We learn that the narrator’s father was a reindeer herder who had been displaced during the German occupation of WWII after the Nazis had pursued a scorched earth policy in the north of Norway to discourage invasion by the Soviet Union. During post-war resettlement of the north, the Sami people were given prefabricated homes constructed to traditional mainstream Norwegian design. This installation in Lofoten draws reference to this history of alienation and isolation.

The narrative unfolds as if already written through endless coincidences and chance associations. The mesh of different modes of image and sound recording, of inter-related historical narratives and embodiment which characterise this artist’s work, envelops the spectator as he or she sits on the reindeer skins in the inverted hut. The hut is both theatrical and real: partly constructed from a hut found by the shore of the north Atlantic, and carefully pieced back together in a patchwork of archaeology, but in its reconstruction fundamentally different from its original form.

The opening sound track of the 20 minute HD video pulses in the rhythm of Morse code. A skilled Morse decoder could unearth a text by the Neo-Platonist Plotinus embedded in the cutting of the images/sound – but no matter, this secret doesn’t need to be decyphered because the sense of an encoded world beyond what is seen pervades the work at every level.
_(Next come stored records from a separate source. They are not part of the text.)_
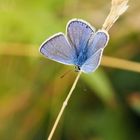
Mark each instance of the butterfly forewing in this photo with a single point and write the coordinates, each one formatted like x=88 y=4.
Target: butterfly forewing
x=58 y=49
x=78 y=33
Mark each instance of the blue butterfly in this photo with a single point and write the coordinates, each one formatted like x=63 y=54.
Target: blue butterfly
x=81 y=46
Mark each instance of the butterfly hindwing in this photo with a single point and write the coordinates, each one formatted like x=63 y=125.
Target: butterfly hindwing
x=92 y=63
x=57 y=48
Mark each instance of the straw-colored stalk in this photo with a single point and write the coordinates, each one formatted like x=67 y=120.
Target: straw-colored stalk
x=118 y=7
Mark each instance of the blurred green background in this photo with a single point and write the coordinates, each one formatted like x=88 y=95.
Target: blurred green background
x=104 y=106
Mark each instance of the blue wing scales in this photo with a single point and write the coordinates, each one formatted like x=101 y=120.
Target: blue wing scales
x=58 y=49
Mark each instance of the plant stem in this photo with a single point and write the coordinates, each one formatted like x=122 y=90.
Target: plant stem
x=64 y=106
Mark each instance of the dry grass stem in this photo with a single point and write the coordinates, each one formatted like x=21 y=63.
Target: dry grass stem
x=64 y=106
x=118 y=7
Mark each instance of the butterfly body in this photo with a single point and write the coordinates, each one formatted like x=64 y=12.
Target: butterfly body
x=81 y=46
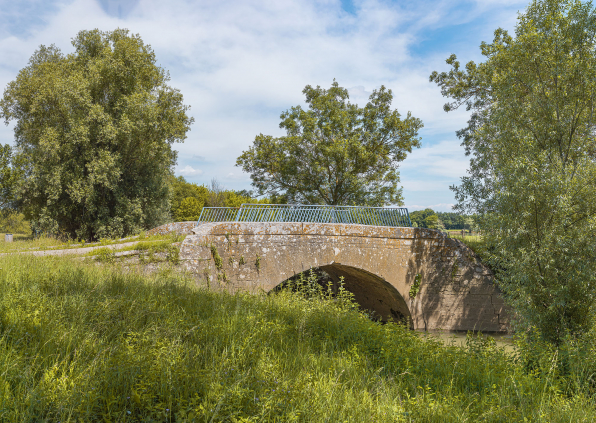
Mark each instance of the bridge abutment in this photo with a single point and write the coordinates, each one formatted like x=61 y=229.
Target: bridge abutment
x=419 y=273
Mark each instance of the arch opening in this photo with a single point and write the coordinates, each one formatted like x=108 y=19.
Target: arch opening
x=372 y=293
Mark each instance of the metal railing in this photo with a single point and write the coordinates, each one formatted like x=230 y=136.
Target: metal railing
x=248 y=212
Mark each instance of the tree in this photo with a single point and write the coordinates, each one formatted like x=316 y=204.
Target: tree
x=532 y=176
x=7 y=179
x=334 y=152
x=93 y=136
x=189 y=209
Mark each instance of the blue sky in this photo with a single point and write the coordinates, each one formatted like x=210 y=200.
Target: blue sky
x=239 y=64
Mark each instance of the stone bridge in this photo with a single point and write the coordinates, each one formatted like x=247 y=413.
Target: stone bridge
x=436 y=282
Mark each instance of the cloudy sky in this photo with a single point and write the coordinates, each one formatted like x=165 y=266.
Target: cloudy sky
x=240 y=63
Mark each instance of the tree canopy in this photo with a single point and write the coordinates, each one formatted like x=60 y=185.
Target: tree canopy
x=93 y=136
x=7 y=178
x=335 y=152
x=188 y=199
x=532 y=174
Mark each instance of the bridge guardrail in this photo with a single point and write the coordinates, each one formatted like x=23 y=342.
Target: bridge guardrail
x=250 y=212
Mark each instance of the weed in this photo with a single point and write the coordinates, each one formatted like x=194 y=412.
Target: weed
x=104 y=255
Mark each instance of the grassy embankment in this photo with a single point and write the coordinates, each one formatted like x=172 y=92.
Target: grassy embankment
x=82 y=342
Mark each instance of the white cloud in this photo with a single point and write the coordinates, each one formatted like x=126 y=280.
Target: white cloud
x=240 y=64
x=189 y=171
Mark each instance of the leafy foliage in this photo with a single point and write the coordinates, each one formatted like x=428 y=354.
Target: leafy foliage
x=13 y=222
x=532 y=171
x=334 y=152
x=189 y=198
x=7 y=178
x=93 y=136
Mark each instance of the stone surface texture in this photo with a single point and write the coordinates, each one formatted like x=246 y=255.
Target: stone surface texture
x=378 y=264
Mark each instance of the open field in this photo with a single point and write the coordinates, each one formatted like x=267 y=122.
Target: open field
x=88 y=340
x=28 y=243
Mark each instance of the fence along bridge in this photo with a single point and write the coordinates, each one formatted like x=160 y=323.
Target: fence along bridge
x=394 y=270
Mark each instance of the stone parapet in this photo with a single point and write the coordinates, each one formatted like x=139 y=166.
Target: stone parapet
x=380 y=265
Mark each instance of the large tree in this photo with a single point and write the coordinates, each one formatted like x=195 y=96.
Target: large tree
x=7 y=179
x=335 y=152
x=93 y=136
x=532 y=173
The imagery, shot often whilst  moving, has a veritas as the artist seeks out her narrative: it often has the feeling of documentary footage.

What we hear in the surround sound track is the medium of film/sound talking to us as if it has become a man – it speaks of its haunted longing to represent. Like our protagonist’s unseen brother residing in his DNA, the implication is that this haunting is written into the medium at the level of its material structure. This embodied, encoded character emanates from the digital form like a genie from a bottle. Computer generated images of particles and genes emerge as we break through the skin of appearances to the structure of matter.